そして今度は基礎。平屋建ての住宅の基礎に構造計算を行う意味はなんでしょうか?たぶん計算しなくても十分な強度は出ます。むしろ施工管理に重点を置くべきだと思います。ただ、考えている基礎が適正なのか?どれくらい余力があるのか?逆に足りない部分は??と考えてみるのもいいでしょう。今回は、部屋が広いので、間仕切りが無い部分にも地中梁を置いてスラブを分割しました。スラブ圧は15センチに押さえたかったので。ただやはり5mクラスの地中梁の負担する地反力は大きく、配筋が大きくなりました。おそらく構造の知識がない設計者は、スラブ分割の意味や何も乗っていない(柱とか軸力のこと)場所に地中梁を設置するという意識はないでしょうね。

べた基礎は船を想像すれば分かりやすいです。土という海に浮かんでいる船なのです。土は沈まないのでは?と思うかもしれませんが家は重いです。平屋建てでもm2あたり1tくらいある場合があります。スパンが長い場合、一本当たりの柱にかかる荷重は意外に重くなり、その下の基礎の負担も大きくなります。海に浮かぶ船も広ければ広い分浮かびやすくなりますが、その分底盤を強くしなければなりません。強くするためには、底盤の鉄板を厚くする(家の場合はスラブを厚くする)ことが必要ですが、今度は重量が重くなって沈みやすくなります。そのため補強材を入れて強度を保ちつつ軽くする必要があります。これが基礎の場合は地中梁に該当します。地中梁は上からの荷重(基本は柱を伝わって上階からくる重さ)を受けるためでもあるのですが、スラブ面の補強でもあるのです。ちなみに強くしても沈む場合は重すぎる場合です。建物の場合も同様で、基礎を強くしても沈む場合は、建物が地盤に対して重すぎるからで、その場合は杭や地盤改良で支えてあげる必要があります。
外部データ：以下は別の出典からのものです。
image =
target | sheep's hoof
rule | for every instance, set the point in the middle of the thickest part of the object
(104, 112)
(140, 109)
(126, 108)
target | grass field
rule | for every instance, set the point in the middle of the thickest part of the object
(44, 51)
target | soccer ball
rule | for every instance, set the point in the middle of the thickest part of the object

そのため広い部屋がある場合は、木造でも注意が必要です。たぶん計算する必要はないと思うけど、構造検討は絶対必要だと思います。プロならば。正直木造クラスでは単純の計算で済む場合がほとんどなのでスラスラっとやって欲しいものです。平屋建てや2階建てには計算不要なんですよ♪なんていっている建築屋さんに依頼したくない!というお客様が増えてくるかもしれませんよ。